Dan met his wife, Mary Lou in 1972 in Toronto, and together they arrived in London in 1977. Drawn here by opportunities at the N’Amerind Friendship Centre, Dan and Mary Lou saw London as a good place to raise their son. Shortly after arriving, Dan enrolled in the Indian Teachers Education Program, beginning a near 50-year relationship with Western University.

Opportunity knocked, however, in 1990. With the Oka Crisis, Dan and Mary Lou were invited onto Radio Western to talk about their experiences as Indigenous people in Canada. After a few interviews, Mario Circelli, the station manager at CHRW, offered the couple their own timeslot. Smoke Signals was born. Their show became Canada’s longest-running Indigenous campus radio program. The radio show led to a television spot in the late-1990s on CTV London and, by the mid-2000s, Dan and Mary Lou were teaching at Western and Fanshawe.

The undercurrent of these years was the tensions that flared up at Oka and Ipperwash. In 1991, Dan and Mary Lou helped plant a White Pine of Peace at the Forks of the Thames to remember what happened at Oka. Each year, they mark July 11 (the day the stand-off began) with ceremony.  Continuing his work with the White Roots of Peace, for many decades Dan was at the forefront of ensuring Indigenous perspectives about Canada were shared broadly, and helping Canadians better understand Indigenous cultures, histories, and traditions.

As part of this work in the early 2000s, Dan and Mary Lou were formative in bringing about the Gathering of the Good Minds. This three-day festival brought together Indigenous and non-Indigenous peoples to celebrate Indigenous Arts, Wisdom, and Culture. To make this idea a reality, Dan invited community organizations such as Wiiche Ke Yig, Museum London, Museum of Archeology, Nokee Kwe, N’Amerind Friendship Centre, and the London Children’s Museum. The Gathering of the Good Minds demonstrates Dan’s mission in life. He was someone who united people, lifting each other up and celebrating their traditions and cultures.

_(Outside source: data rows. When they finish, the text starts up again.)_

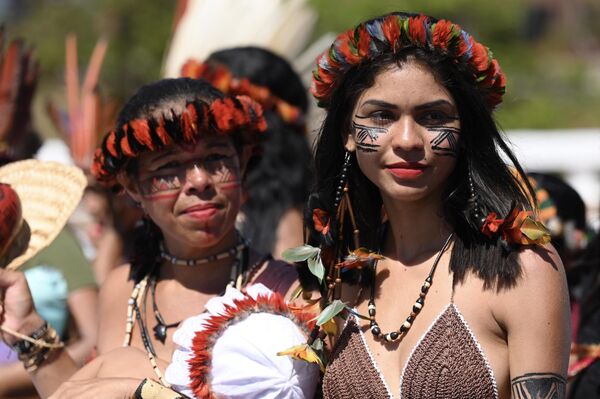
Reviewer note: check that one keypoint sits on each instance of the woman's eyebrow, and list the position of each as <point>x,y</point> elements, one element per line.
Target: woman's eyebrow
<point>218,145</point>
<point>435,104</point>
<point>379,103</point>
<point>162,155</point>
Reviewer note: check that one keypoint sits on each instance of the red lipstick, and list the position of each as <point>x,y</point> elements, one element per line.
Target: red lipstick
<point>201,211</point>
<point>406,170</point>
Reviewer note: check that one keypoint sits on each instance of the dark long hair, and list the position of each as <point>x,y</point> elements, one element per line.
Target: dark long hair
<point>280,178</point>
<point>497,186</point>
<point>151,102</point>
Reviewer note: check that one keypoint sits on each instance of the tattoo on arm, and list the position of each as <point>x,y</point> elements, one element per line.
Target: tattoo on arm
<point>364,133</point>
<point>539,385</point>
<point>446,142</point>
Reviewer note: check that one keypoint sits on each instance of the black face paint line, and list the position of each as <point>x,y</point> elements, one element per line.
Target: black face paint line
<point>365,133</point>
<point>446,142</point>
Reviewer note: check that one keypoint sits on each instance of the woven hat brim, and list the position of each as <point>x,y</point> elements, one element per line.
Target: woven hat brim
<point>49,193</point>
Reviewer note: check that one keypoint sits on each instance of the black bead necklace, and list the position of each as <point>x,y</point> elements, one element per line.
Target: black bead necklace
<point>239,251</point>
<point>419,303</point>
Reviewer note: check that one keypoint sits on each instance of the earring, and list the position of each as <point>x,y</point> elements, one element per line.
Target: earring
<point>474,212</point>
<point>343,180</point>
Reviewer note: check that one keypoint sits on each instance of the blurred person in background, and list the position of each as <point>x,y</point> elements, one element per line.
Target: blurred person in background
<point>179,149</point>
<point>61,280</point>
<point>584,369</point>
<point>278,181</point>
<point>59,277</point>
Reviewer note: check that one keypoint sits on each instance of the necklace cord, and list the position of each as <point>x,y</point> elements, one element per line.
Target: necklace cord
<point>417,306</point>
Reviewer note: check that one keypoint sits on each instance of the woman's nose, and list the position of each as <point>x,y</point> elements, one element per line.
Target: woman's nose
<point>406,135</point>
<point>197,179</point>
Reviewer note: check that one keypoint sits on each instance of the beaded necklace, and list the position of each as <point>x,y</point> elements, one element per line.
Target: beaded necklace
<point>137,304</point>
<point>395,335</point>
<point>196,262</point>
<point>161,327</point>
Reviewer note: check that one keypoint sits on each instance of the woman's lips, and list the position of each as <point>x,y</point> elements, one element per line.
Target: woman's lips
<point>201,212</point>
<point>406,170</point>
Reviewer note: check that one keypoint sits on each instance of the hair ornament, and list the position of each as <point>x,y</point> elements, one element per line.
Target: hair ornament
<point>223,116</point>
<point>220,77</point>
<point>518,228</point>
<point>394,32</point>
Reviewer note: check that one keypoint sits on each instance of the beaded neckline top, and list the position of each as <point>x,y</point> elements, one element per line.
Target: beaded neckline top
<point>447,362</point>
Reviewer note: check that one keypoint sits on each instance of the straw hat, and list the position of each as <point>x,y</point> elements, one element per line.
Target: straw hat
<point>49,193</point>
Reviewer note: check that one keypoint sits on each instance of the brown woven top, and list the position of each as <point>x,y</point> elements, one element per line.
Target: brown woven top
<point>447,363</point>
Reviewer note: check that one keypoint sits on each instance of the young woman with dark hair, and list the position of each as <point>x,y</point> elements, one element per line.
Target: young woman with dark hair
<point>180,149</point>
<point>410,180</point>
<point>277,182</point>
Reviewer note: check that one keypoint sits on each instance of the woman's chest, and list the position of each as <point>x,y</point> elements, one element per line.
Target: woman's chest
<point>443,348</point>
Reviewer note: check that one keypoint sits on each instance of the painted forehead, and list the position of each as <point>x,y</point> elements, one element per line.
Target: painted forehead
<point>207,142</point>
<point>411,82</point>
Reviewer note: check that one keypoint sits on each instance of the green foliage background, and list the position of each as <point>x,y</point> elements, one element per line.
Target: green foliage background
<point>553,82</point>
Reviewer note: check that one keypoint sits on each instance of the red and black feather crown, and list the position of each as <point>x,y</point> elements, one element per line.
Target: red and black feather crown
<point>221,77</point>
<point>392,33</point>
<point>223,116</point>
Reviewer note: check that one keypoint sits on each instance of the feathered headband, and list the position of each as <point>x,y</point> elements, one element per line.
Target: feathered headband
<point>223,116</point>
<point>394,32</point>
<point>221,77</point>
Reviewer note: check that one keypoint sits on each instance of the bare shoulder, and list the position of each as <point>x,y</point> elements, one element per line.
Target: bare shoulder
<point>277,275</point>
<point>114,295</point>
<point>541,264</point>
<point>541,286</point>
<point>535,315</point>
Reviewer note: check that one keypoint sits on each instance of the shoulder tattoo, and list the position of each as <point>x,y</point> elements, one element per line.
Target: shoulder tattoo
<point>539,385</point>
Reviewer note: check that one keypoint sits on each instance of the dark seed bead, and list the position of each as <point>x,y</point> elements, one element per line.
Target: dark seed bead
<point>375,330</point>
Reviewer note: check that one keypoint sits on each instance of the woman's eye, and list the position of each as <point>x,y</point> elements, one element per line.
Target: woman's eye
<point>169,165</point>
<point>381,117</point>
<point>437,117</point>
<point>216,157</point>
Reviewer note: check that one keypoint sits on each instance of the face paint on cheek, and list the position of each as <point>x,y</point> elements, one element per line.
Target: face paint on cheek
<point>161,187</point>
<point>366,136</point>
<point>445,143</point>
<point>227,176</point>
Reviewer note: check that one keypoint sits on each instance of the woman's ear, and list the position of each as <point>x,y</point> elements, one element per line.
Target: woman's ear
<point>350,143</point>
<point>244,157</point>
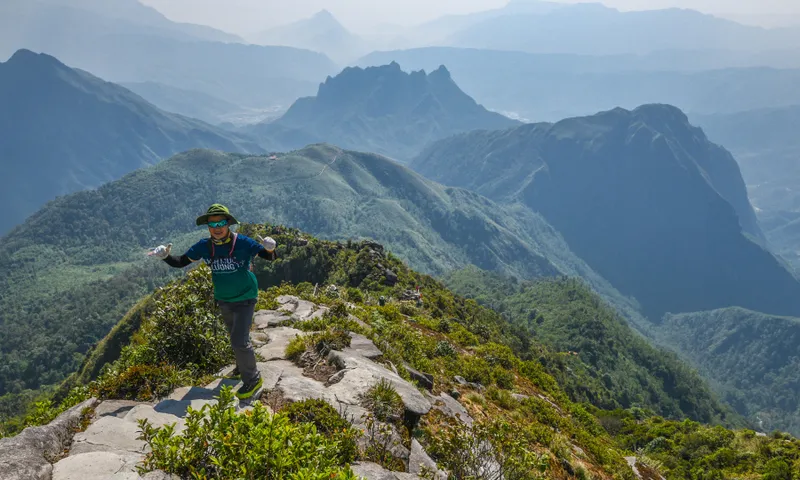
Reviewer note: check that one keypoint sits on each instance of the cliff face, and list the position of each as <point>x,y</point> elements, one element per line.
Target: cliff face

Later in life, Dan took up teaching. That was the context where I first met him, at the university. At that time, Dan and Mary Lou were teaching in the Faculty of Information and Media Studies, as well as Brescia University College. By that point, the couple had received an honorary doctorate from Noble International Environmental Peace University; in 2022, they also received similar recognition from Western.

What is clear from all of this is Dan’s longstanding commitment to teaching and learning about his Haudenosaunee roots and their place on a continent dominated by newcomers. At a time when very few people were working to bridge settler Canadian and Indigenous perspectives on the world, Dan was at the microphone, hosting conferences, and teaching courses.

In this work, he served a role not unlike the building with which he grew up. Like Chiefswood itself, Dan served as a conduit for Indigenous and Settler peoples to come and learn from each other. With a year passed since he left us, it is now time for us to continue this work in his honour.